Quando o presidente Jair Bolsonaro minimiza as mortes por Covid-19 ou nega a eficácia da vacina, entre as vítimas estão seus próprios seguidores, atualizando a análise de Adorno sobre o fascismo: “Enquanto advertem de perigo iminente [como o comunismo], eles e seus seguidores se excitam com a ideia da ruína inevitável, sem sequer diferenciar claramente entre a destruição de seus inimigos e de si mesmos”. A ruína inevitável pode ser lida como um destino iminente ao espírito fascista. Destino que é traçado pela própria estrutura de pensamento e sob a qual o sujeito, mesmo que conscientemente afirme o contrário, acaba realizando. Na tragédia grega, Édipo Rei funciona como exemplo: quando Laio abandona o recém-nascido filho Édipo aos lobos no pé da montanha Cinterão como meio de evitar a tragédia enunciada pelo oráculo de Delfos, a narrativa do oráculo tornou-se o gatilho inicial para a sucessão de fatos que foram se revelando em destino.

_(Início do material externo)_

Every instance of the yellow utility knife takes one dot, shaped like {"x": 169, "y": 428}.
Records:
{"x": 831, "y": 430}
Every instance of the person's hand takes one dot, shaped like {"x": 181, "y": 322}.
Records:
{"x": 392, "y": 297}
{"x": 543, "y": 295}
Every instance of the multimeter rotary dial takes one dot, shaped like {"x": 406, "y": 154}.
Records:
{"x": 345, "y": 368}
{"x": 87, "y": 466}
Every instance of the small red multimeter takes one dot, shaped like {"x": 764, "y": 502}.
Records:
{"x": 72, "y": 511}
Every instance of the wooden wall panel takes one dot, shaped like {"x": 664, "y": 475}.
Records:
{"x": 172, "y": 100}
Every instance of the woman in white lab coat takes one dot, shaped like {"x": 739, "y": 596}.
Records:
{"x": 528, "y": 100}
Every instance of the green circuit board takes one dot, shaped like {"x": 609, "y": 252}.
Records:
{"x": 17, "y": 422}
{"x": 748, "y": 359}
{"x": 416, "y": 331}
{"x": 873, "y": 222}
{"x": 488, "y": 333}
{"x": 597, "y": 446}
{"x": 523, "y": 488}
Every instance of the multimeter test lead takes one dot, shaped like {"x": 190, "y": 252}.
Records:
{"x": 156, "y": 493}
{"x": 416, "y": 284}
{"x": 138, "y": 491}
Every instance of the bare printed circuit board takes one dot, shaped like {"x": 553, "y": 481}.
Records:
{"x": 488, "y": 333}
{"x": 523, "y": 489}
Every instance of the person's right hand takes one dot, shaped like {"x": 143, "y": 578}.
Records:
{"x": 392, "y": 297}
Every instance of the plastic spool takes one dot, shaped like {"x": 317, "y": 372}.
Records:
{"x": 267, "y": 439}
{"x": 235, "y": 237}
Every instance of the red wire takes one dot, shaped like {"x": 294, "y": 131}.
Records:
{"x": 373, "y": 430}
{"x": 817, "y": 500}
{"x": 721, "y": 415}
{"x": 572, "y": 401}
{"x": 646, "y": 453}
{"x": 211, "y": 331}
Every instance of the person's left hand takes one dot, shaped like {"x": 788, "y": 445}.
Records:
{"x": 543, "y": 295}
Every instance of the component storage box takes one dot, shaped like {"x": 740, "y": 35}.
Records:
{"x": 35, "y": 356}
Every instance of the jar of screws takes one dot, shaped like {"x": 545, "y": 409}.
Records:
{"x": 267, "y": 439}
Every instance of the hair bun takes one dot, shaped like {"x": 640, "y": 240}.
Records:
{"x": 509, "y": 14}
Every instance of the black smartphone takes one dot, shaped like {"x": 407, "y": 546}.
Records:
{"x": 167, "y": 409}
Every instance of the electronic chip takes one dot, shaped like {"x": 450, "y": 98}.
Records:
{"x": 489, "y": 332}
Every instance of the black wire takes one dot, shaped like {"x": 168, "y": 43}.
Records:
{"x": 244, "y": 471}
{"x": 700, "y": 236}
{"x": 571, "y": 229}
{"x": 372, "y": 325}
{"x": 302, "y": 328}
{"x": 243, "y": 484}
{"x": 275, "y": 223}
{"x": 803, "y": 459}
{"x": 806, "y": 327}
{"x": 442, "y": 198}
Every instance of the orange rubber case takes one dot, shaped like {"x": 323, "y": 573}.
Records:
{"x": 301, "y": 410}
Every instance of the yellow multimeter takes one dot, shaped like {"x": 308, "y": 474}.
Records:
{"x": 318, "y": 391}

Há um movimento pulsional destrutivo em ação (necropulsão ou pulsão de morte). Sigmund Freud considerava que o vínculo social servia para erotizar a agressividade — as paixões primitivas que se são afloradas. Não seria preciso muito esforço para encontrar matérias expondo práticas racistas, sexistas, xenófobas – as paixões primitivas, como o ódio, afloradas, mas isto ganha corpo quando compartilhadas por pares.

 

Apologia ao nazismo

“Você acha que é errado a Alemanha criminalizar o nazismo?”, pergunta a deputada Tabata Amaral (PSB). “Acho”, responde o deputado Kim Kataguiri (Podemos). O diálogo foi durante o Flow Podcast em 7 de fevereiro, quando o apresentador Bruno Aiub, conhecido como Monark, engrossou o coro com Kim, ao defender a existência de um partido nazista. A ascensão do nazismo na Alemanha se deu pelas vias legais, por meio de eleições. O assassinato em massa de judeus, ciganos, deficientes físicos e mentais, poloneses, comunistas, afrogermanos, homossexuais foi executado na legalidade do regime (1933-1945).

Neste contexto, a discussão sobre quem é matável no Brasil (necropolítica) não se limita ao outro na polarização política ou ao que escapa do padrão homem-branco-ocidental-adulto-heterossexual. Há sempre um mais-de-gozar. A autodestruição inclui todos. Essa síntese é também a conclusão de Adorno ao fenômeno do nazismo, mas que, em outras obras, inclui as democracias que se encaminham para o totalitarismo de mercado (neoliberalismo): “O desejo psicológico inconsciente de auto manipulação reproduz fielmente a estrutura de um movimento político que, em última instância, transforma seus seguidores em vítimas”.

Ser contrário à criminalização do nazismo na Alemanha ou favorável à legalidade de um partido nazista tem como pano de fundo o extermínio das diferenças. O Movimento Brasil Livre (MBL) tem se definido desde sua criação como um movimento de extrema-direita, o que torna coerente a enunciação de Kim contrária à criminalização do nazismo.

Paira no discurso da extrema-direita a noção de liberdade na perspectiva também observada por Adorno ao falar do fascismo: “As pessoas manipulam a tal ponto o conceito de liberdade, que ele acabou por se reduzir ao direito dos mais fortes e mais ricos de tirarem dos mais fracos e mais pobres o que estes ainda têm”. Boa síntese para entender a política desses movimentos de extrema-direita e do governo atual.

 

José Isaías Venera é jornalista e professor da Universidade da Região de Joinville (Univille).